Linnaeus named them as such because he vibrant petals reminded him of an ancient Roman customer, where they would set up trophy poles (tropaeum, which stems from he Greek word tropaion) on which the armor and weapons of those the Roman army defeated were hung. To Linnaeus, the leaves looked like shields, and the red flowers looked like blood-stained helmets.
A touch of beauty
When it came to eating these plants, nasturtiums weren't consumed until it was taken to the East, where they were eaten and used for tea.
Nasturtium carries a mildly peppery flavor with an aroma reminiscent of mustard. For some time, it was also known as "Indian cresses" due to the similar flavor profile between nasturtium and watercress, and because they were introduced from the Americas (then known as "The Indies").
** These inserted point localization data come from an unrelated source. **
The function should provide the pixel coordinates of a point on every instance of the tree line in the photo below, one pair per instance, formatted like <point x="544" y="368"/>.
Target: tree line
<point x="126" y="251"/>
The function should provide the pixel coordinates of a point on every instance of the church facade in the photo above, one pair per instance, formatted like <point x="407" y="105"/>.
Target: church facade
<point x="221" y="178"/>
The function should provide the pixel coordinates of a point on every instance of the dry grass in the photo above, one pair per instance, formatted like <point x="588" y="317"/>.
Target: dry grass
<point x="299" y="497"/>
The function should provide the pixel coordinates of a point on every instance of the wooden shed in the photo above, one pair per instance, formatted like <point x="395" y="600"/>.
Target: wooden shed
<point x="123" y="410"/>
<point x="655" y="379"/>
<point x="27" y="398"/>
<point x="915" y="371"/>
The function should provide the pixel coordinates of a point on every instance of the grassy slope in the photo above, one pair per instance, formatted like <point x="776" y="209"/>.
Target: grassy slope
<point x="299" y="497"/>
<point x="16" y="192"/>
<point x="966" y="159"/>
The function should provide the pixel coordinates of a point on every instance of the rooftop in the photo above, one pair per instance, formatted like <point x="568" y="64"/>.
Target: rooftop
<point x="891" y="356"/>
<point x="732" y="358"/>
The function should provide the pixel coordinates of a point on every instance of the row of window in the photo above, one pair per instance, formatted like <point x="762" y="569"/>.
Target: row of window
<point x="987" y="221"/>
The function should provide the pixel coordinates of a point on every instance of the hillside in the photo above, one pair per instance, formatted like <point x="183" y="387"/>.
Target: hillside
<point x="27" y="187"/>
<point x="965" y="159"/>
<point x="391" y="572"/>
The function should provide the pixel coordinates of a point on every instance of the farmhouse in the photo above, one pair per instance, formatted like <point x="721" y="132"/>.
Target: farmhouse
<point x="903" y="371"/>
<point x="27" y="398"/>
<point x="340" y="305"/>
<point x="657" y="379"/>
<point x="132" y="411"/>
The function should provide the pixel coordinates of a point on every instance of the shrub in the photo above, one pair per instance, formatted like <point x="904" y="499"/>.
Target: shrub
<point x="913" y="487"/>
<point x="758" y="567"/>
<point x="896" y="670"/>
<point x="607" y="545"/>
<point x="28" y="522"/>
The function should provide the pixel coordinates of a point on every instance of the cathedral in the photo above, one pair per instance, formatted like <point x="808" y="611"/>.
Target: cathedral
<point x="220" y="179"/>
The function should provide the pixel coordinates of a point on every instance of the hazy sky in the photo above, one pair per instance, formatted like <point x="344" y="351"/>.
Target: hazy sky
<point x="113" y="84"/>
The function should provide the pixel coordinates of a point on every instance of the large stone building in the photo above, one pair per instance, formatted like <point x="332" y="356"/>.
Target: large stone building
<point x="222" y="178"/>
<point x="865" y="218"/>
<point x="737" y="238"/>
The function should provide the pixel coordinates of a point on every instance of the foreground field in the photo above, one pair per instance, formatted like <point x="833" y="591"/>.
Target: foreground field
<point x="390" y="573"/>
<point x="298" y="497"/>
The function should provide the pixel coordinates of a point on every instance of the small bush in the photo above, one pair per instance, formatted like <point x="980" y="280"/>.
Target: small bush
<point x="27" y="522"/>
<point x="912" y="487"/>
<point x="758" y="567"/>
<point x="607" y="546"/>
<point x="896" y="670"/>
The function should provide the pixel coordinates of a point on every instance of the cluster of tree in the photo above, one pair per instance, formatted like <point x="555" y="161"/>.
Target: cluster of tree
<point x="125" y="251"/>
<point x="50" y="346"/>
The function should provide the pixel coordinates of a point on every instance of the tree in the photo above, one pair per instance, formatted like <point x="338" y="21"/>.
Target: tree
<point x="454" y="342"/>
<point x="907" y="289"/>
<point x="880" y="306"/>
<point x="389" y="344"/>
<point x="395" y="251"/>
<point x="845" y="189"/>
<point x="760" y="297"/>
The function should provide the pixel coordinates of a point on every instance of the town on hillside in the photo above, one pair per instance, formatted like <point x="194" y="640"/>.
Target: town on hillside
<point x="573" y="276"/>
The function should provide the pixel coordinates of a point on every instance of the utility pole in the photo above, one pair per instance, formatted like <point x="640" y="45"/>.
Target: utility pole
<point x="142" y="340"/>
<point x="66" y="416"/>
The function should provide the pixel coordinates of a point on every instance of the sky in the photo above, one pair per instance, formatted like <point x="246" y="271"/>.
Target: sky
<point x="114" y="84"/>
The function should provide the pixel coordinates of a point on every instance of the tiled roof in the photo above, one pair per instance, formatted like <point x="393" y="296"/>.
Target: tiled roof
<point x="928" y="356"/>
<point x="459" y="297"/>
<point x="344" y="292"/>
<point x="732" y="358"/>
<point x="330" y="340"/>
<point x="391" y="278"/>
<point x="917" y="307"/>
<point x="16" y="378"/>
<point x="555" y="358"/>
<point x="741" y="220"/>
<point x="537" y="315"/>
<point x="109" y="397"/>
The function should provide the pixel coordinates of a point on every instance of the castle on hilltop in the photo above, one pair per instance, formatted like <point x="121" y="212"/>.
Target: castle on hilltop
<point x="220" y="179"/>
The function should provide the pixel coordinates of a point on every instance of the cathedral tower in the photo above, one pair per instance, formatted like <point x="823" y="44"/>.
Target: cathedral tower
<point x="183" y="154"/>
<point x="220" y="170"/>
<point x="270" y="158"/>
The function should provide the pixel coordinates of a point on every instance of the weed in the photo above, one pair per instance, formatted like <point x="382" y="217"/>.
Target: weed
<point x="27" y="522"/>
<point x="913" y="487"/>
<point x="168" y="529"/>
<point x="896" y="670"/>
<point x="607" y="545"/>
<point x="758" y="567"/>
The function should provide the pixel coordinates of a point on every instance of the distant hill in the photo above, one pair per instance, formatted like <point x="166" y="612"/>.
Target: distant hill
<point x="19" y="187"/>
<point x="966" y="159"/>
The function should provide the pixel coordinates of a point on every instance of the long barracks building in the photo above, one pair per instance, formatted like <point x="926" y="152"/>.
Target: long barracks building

Now, they are a great way to kick up your salads, adding a brilliant punch of color. As well, more chefs around the world are using it to create absolutely stunning plates of art. Many wedding cakes now are also decorated with nasturtiums, giving them some beautiful life.
Not just a pretty face
Both the leaves and petals of the nasturtium plant are packed with nutrition, containing high levels of vitamin C. It has the ability to improve the immune system, tackling sore throats, coughs, and colds, as well as bacterial and fungal infections.
These plants also contain high amounts of manganese, iron, flavonoids, and beta carotene.
Studies have shown that the leaves also have antibiotic properties, and suggest that they are the most effective prior to flowering.
Nasturtium is used in traditional medicine, treating a wide range of illnesses and conditions, such as hair loss.
Add some nasturtium to your diet today, either in your food, or on it!